Kernel functions for Maximum Mean Discrepancy (MMD) computation.

Provides composable kernel modules that can be plugged into MMD-based losses.

MMDKernel

MMDKernel(use_median_heuristic=True)

Bases: Module, ABC

Base class for MMD kernels.

Provides shared utilities for pairwise distance computation and the median heuristic for adaptive bandwidth selection.

Parameters:

Name Type Description Default
use_median_heuristic bool

When True, bandwidth_multipliers scale the median pairwise squared distance (recomputed per batch). When False, bandwidth_multipliers are used as absolute bandwidth values. WAE (Tolstikhin et al. 2018) recommends fixed bandwidths based on the prior scale (e.g. [2 * latent_dim]) rather than the adaptive median heuristic.

True
Source code in src/versatil/metrics/kernels.py
def __init__(self, use_median_heuristic: bool = True):
    super().__init__()
    self.use_median_heuristic = use_median_heuristic

compute_pairwise_squared_distances

compute_pairwise_squared_distances(x, y)

Compute pairwise squared Euclidean distances between point sets.

Parameters:

Name Type Description Default
x Tensor

First point set, shape (N, D).

required
y Tensor

Second point set, shape (M, D).

required

Returns:

Type Description
Tensor

Distance matrix, shape (N, M).

Source code in src/versatil/metrics/kernels.py
def compute_pairwise_squared_distances(
    self, x: torch.Tensor, y: torch.Tensor
) -> torch.Tensor:
    """Compute pairwise squared Euclidean distances between point sets.

    Args:
        x: First point set, shape (N, D).
        y: Second point set, shape (M, D).

    Returns:
        Distance matrix, shape (N, M).
    """
    if x.dim() > 2:
        x = x.view(-1, x.size(-1))
    if y.dim() > 2:
        y = y.view(-1, y.size(-1))
    xx = (x**2).sum(-1, keepdim=True)  # (N, 1)
    yy = (y**2).sum(-1, keepdim=True).t()  # (1, M)
    xy = torch.mm(x, y.t())  # (N, M)
    dist_sq = xx + yy - 2 * xy
    return torch.clamp(dist_sq, min=1e-10)

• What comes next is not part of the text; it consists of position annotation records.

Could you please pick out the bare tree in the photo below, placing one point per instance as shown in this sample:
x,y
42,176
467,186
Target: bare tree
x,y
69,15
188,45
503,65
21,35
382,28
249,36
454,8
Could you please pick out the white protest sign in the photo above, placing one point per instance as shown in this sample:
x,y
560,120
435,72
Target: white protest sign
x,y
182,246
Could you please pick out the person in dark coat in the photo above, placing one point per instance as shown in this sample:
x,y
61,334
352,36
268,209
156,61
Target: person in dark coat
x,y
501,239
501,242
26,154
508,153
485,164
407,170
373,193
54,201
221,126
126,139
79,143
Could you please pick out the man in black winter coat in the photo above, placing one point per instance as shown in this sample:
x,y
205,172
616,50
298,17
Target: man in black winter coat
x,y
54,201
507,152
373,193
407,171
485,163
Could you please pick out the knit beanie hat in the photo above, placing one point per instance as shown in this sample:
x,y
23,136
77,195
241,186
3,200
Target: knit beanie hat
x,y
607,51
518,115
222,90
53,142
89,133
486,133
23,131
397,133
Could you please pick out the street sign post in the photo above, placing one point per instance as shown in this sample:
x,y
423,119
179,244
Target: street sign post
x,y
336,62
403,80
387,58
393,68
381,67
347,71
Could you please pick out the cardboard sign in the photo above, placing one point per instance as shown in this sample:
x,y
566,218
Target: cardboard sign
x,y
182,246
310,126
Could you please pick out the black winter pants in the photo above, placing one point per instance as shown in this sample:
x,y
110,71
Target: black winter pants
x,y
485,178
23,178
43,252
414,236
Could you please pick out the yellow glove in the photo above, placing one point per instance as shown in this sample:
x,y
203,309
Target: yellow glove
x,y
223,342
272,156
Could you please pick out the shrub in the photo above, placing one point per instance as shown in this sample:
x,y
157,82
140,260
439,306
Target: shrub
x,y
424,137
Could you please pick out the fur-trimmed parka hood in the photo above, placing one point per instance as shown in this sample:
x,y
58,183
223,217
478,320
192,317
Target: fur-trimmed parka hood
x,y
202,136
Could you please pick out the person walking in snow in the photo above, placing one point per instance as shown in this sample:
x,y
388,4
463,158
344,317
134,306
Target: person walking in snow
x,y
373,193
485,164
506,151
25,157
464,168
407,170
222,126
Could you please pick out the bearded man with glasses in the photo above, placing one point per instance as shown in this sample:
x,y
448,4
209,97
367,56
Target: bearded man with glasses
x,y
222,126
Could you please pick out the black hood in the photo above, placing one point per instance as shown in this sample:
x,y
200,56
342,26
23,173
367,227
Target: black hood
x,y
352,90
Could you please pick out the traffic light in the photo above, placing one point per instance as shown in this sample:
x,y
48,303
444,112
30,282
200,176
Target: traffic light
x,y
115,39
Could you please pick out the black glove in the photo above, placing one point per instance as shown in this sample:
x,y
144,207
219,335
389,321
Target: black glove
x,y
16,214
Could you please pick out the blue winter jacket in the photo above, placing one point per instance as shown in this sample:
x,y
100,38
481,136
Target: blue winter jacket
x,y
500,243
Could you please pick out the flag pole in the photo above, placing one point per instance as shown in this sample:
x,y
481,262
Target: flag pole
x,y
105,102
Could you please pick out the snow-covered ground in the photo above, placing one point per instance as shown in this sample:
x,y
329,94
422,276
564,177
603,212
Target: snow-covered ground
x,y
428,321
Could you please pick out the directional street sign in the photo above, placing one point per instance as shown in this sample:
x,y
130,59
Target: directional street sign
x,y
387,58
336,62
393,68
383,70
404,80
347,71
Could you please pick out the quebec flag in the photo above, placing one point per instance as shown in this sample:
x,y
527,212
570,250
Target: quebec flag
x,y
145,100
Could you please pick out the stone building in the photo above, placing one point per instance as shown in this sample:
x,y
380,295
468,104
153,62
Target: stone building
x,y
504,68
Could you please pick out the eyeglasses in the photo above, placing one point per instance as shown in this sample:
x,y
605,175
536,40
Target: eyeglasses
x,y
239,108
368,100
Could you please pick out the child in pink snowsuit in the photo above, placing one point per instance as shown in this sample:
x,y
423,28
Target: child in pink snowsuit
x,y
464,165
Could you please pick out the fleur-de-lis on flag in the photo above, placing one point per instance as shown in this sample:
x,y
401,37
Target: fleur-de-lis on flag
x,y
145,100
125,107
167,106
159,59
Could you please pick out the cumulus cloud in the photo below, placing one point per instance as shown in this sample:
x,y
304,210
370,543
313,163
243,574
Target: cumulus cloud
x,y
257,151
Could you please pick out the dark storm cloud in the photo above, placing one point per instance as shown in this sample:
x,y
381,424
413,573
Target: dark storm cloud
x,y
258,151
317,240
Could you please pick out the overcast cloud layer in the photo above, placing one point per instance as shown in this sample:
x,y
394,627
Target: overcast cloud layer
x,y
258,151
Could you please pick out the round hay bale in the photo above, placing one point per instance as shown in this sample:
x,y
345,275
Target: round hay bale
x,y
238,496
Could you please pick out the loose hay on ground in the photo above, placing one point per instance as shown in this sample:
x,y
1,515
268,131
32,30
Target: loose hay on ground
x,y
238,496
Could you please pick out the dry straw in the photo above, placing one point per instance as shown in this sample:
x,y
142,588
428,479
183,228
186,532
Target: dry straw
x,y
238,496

compute_median_squared_distance

compute_median_squared_distance(points)

Compute median pairwise squared distance for bandwidth selection.

Ref: https://torchdrift.org/notebooks/note_on_mmd.html

Parameters:

Name Type Description Default
points Tensor

Point set, shape (N, D).

required

Returns:

Type Description
float

Median squared distance (scalar).

Source code in src/versatil/metrics/kernels.py
def compute_median_squared_distance(self, points: torch.Tensor) -> float:
    """Compute median pairwise squared distance for bandwidth selection.

    Ref: https://torchdrift.org/notebooks/note_on_mmd.html

    Args:
        points: Point set, shape (N, D).

    Returns:
        Median squared distance (scalar).
    """
    points = points.detach()
    if points.dim() > 2:
        points = points.view(-1, points.size(-1))
    device = points.device
    norms = (points**2).sum(-1)
    dist_sq = (
        norms.unsqueeze(0) + norms.unsqueeze(1) - 2 * torch.mm(points, points.t())
    )
    dist_sq = torch.clamp(dist_sq, min=0.0)
    triu_i, triu_j = torch.triu_indices(
        points.shape[0], points.shape[0], offset=1, device=device
    )
    pairwise_dist_sq = dist_sq[triu_i, triu_j]
    if pairwise_dist_sq.numel() == 0:
        return 1.0
    median = torch.median(pairwise_dist_sq)
    if median <= 1e-6:
        median = torch.tensor(1.0, device=device)
    return median.item()

resolve_base_bandwidth

resolve_base_bandwidth(samples)

Resolve the base bandwidth from a combined sample set.

When use_median_heuristic is True, returns 2 * median_dist^2 computed from the provided samples. When False, returns 1.0 so that bandwidth_multipliers are used as absolute values.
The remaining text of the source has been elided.